Las serpientes son el segundo grupo más diverso de reptiles con más de 3400 especies y están presentes a excepción de la Antártica en todos los continentes. En nuestro país con variación en la cantidad de especies, las encontramos presentes en todos los ecosistemas, desde el bosque amazónico hasta el Altiplano.

Las especies carnívoras de reptiles son importantes controladores de poblaciones de ciertos grupos de invertebrados y pequeños mamíferos. Siendo las serpientes reguladoras muy eficientes de poblaciones de pequeños mamíferos como roedores y murciélagos, cuyo incremento desmedido genera serios problemas de salud pública para los seres humanos.

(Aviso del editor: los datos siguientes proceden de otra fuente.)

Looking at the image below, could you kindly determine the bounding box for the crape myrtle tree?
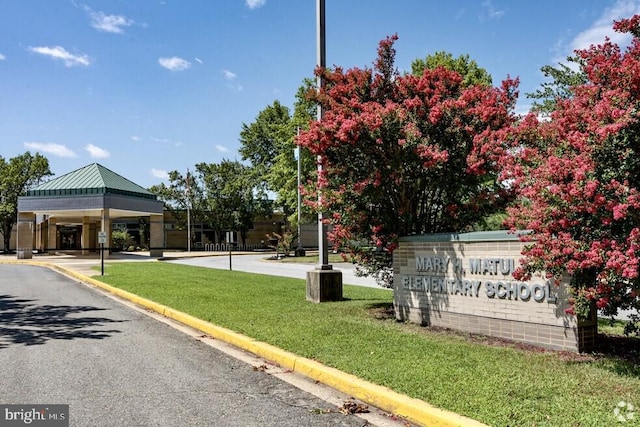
[501,16,640,334]
[297,35,518,286]
[412,51,511,232]
[0,152,52,253]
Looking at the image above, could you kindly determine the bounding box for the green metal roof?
[26,163,156,200]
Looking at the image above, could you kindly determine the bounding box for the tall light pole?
[295,128,305,257]
[316,0,330,269]
[306,0,342,302]
[186,168,191,252]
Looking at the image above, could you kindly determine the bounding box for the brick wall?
[393,231,596,352]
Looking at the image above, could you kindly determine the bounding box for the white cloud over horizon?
[85,143,110,159]
[150,168,169,180]
[0,53,5,61]
[245,0,266,10]
[24,142,77,157]
[29,46,90,67]
[215,144,229,153]
[159,56,191,71]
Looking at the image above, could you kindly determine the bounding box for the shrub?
[111,230,131,251]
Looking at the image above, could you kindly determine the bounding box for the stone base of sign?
[393,231,597,353]
[16,250,32,259]
[306,267,343,303]
[395,304,597,352]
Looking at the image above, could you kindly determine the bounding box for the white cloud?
[83,5,134,34]
[215,145,229,153]
[222,69,242,91]
[29,46,90,67]
[0,53,5,61]
[480,0,505,20]
[571,1,640,51]
[222,69,237,80]
[24,142,77,157]
[150,168,169,179]
[195,57,203,64]
[130,135,141,142]
[85,143,110,159]
[246,0,266,10]
[158,56,191,71]
[151,136,170,143]
[553,0,640,65]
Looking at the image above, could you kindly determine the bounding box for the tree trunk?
[2,223,13,253]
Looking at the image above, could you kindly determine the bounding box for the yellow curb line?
[5,260,487,427]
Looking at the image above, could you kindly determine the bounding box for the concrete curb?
[6,260,487,427]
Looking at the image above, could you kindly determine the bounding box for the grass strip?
[96,261,640,426]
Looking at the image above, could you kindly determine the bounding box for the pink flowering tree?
[297,35,518,286]
[503,16,640,333]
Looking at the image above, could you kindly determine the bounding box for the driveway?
[0,263,388,426]
[166,253,385,288]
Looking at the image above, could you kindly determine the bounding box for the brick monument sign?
[393,231,597,352]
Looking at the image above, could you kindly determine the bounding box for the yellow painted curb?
[3,260,487,427]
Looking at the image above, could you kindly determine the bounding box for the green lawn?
[96,262,640,427]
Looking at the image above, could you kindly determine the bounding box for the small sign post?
[226,231,234,271]
[98,231,107,276]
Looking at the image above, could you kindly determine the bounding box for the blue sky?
[2,0,640,189]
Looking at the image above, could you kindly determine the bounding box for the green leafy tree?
[149,170,207,248]
[239,100,291,189]
[239,83,318,230]
[526,55,587,115]
[0,152,52,252]
[196,160,271,245]
[411,51,493,86]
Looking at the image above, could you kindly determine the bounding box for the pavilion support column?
[40,218,47,253]
[47,217,57,253]
[16,212,35,259]
[149,214,164,258]
[101,209,111,259]
[82,216,91,255]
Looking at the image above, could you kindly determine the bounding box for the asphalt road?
[166,253,385,288]
[0,263,377,427]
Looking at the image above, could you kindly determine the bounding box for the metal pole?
[316,0,330,269]
[296,129,303,253]
[186,169,191,252]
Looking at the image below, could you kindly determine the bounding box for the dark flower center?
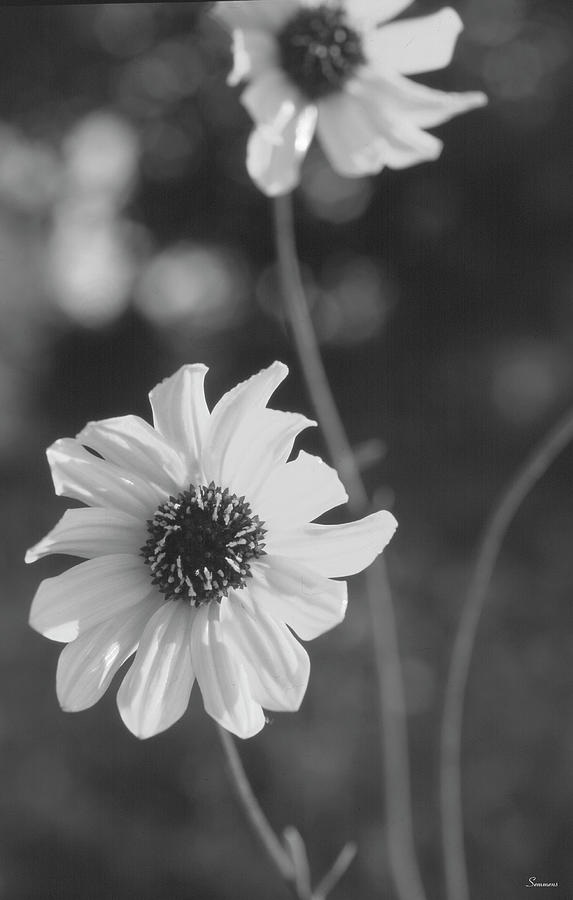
[142,482,266,607]
[277,3,365,101]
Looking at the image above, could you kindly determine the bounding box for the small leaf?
[313,842,357,900]
[283,826,312,897]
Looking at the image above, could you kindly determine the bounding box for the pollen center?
[142,483,266,607]
[277,3,365,101]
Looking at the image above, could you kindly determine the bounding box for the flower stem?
[272,194,367,513]
[273,192,428,900]
[217,724,311,900]
[440,405,573,900]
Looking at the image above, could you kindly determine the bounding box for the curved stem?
[440,406,573,900]
[217,724,310,900]
[273,192,428,900]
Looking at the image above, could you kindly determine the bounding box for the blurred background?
[2,0,573,897]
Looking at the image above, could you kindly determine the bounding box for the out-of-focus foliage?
[2,2,573,898]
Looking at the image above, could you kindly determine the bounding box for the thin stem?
[440,405,573,900]
[217,724,310,900]
[272,194,367,515]
[273,192,428,900]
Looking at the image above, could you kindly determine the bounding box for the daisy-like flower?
[27,362,397,739]
[215,0,487,195]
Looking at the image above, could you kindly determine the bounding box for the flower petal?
[365,8,463,76]
[320,75,444,172]
[382,123,443,168]
[208,408,316,500]
[29,554,153,642]
[77,415,187,494]
[25,507,145,563]
[318,66,485,176]
[227,28,279,86]
[247,105,317,196]
[190,604,265,739]
[370,69,487,130]
[212,361,288,421]
[241,68,303,134]
[349,75,444,167]
[117,601,195,739]
[266,510,398,577]
[148,364,210,483]
[247,556,347,640]
[203,361,288,484]
[347,0,413,29]
[56,595,164,712]
[223,593,310,711]
[252,450,348,528]
[214,0,298,33]
[47,438,163,519]
[241,70,317,195]
[317,91,389,176]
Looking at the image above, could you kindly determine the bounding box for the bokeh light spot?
[64,111,139,202]
[490,339,572,426]
[135,242,250,335]
[300,149,373,223]
[315,254,395,345]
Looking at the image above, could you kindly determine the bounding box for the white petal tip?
[75,420,102,444]
[447,91,488,114]
[153,362,209,389]
[24,547,38,564]
[123,722,156,740]
[440,7,463,34]
[289,668,311,711]
[468,91,488,109]
[120,704,193,740]
[30,617,78,642]
[117,689,183,739]
[45,444,59,466]
[224,718,266,740]
[150,362,209,395]
[379,510,398,548]
[46,439,67,458]
[207,699,266,740]
[46,441,73,496]
[117,708,164,740]
[270,360,289,379]
[59,697,89,714]
[284,694,305,713]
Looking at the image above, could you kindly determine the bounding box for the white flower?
[27,362,397,739]
[215,0,487,196]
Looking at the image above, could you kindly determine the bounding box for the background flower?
[27,362,397,739]
[215,0,487,194]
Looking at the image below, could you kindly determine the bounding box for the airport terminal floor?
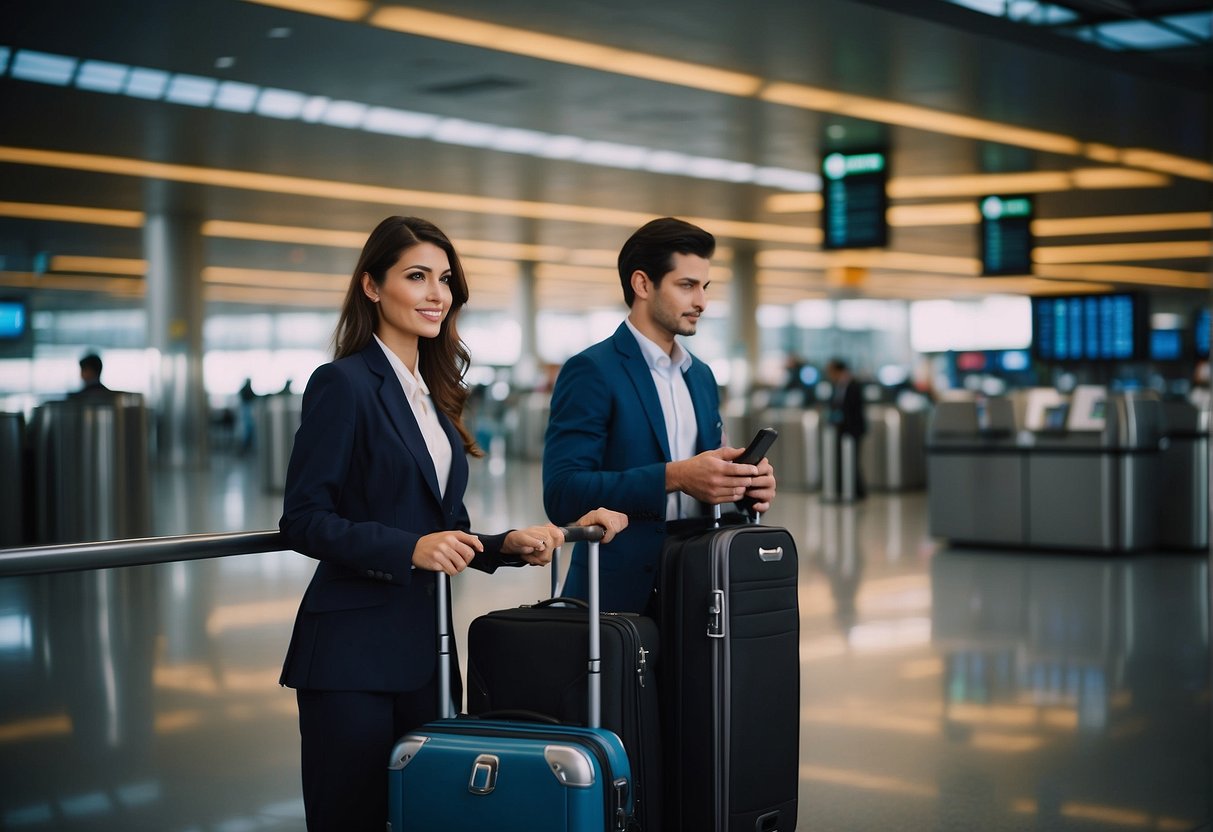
[0,450,1209,832]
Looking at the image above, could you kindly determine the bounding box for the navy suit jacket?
[543,322,723,613]
[279,342,511,695]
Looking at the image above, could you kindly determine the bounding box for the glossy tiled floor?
[0,451,1209,831]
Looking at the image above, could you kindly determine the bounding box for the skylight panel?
[76,60,129,93]
[12,50,76,86]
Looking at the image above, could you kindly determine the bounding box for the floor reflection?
[0,456,1207,831]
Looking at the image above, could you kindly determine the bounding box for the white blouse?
[374,335,453,498]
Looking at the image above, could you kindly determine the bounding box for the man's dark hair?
[617,217,715,307]
[79,353,103,377]
[826,358,848,374]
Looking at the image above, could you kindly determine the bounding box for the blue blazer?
[279,342,511,694]
[543,322,722,613]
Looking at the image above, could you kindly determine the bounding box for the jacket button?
[366,570,375,578]
[384,573,393,581]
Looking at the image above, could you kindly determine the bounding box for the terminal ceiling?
[1,0,1209,315]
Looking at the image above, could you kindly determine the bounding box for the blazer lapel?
[439,412,466,514]
[686,360,720,453]
[360,344,443,507]
[612,323,672,461]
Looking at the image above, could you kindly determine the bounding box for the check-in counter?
[1023,387,1162,551]
[256,394,302,493]
[862,404,928,492]
[0,412,25,547]
[927,396,1024,545]
[507,391,550,461]
[928,388,1165,552]
[756,406,821,491]
[1156,397,1208,551]
[30,394,151,543]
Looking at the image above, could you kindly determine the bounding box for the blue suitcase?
[388,525,634,831]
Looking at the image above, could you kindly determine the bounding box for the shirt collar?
[374,334,430,397]
[625,318,692,373]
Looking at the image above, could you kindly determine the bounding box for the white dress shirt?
[624,319,700,520]
[374,335,452,498]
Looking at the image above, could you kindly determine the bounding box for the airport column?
[514,259,539,389]
[728,242,760,398]
[144,213,208,467]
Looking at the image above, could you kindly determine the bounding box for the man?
[69,353,112,398]
[825,357,866,499]
[543,217,776,614]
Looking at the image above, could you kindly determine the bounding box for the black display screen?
[980,195,1033,276]
[1195,309,1210,359]
[821,150,889,250]
[1032,294,1141,362]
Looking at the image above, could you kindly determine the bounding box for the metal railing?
[0,529,287,578]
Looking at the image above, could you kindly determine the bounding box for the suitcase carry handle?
[529,596,589,610]
[474,709,563,725]
[435,524,607,727]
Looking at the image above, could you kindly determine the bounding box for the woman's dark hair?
[617,217,715,307]
[334,216,481,456]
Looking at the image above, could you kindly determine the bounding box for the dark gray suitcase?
[467,596,662,831]
[659,509,800,832]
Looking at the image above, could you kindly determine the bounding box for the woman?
[278,216,626,831]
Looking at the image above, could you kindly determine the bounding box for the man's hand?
[742,457,777,513]
[666,447,761,505]
[572,507,629,543]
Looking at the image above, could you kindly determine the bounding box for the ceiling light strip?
[0,145,821,244]
[1033,211,1213,237]
[0,200,144,227]
[50,255,146,275]
[1034,263,1211,290]
[367,6,762,97]
[1033,240,1212,264]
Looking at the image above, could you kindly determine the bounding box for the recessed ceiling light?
[215,57,236,70]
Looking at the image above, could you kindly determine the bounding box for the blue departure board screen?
[821,150,889,250]
[980,195,1033,276]
[1149,329,1183,361]
[0,299,26,340]
[1032,294,1141,362]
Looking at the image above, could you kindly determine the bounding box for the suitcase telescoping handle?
[434,524,608,727]
[712,503,761,527]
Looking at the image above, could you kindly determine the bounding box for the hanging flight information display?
[821,149,889,249]
[980,195,1033,276]
[1031,294,1143,362]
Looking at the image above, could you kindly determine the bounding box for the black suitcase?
[468,566,663,831]
[659,509,800,832]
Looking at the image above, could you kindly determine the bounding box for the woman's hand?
[413,530,483,575]
[573,507,628,544]
[503,523,566,566]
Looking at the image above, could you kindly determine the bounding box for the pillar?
[728,242,760,399]
[513,259,540,389]
[144,214,208,467]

Sin embargo, pese a este rol tan importante para el ser humano, generalmente son animales perseguidos y eliminados. A esto hay que adicionarle el fuerte impacto sobre sus poblaciones debido a la destrucción de su hábitat natural por las actividades antrópicas como el avance de la frontera agrícola, la habilitación de nuevas áreas para asentamientos urbanos y construcción de grandes obras civiles, entre otras. Así mismo, se estima que miles de serpientes son anualmente atropelladas en las carreteras a nivel mundial. Todo esto está generando un serio problema de conservación de este grupo de vertebrados, que según datos de la Unión Internacional para la Conservación de la Naturaleza (UICN), en su lista roja de especies en peligro, están consignadas 879 especies de serpientes, de las cuales 11 se consideran críticamente amenazadas, 45 están en peligro de extinción y 42 son consideradas vulnerables.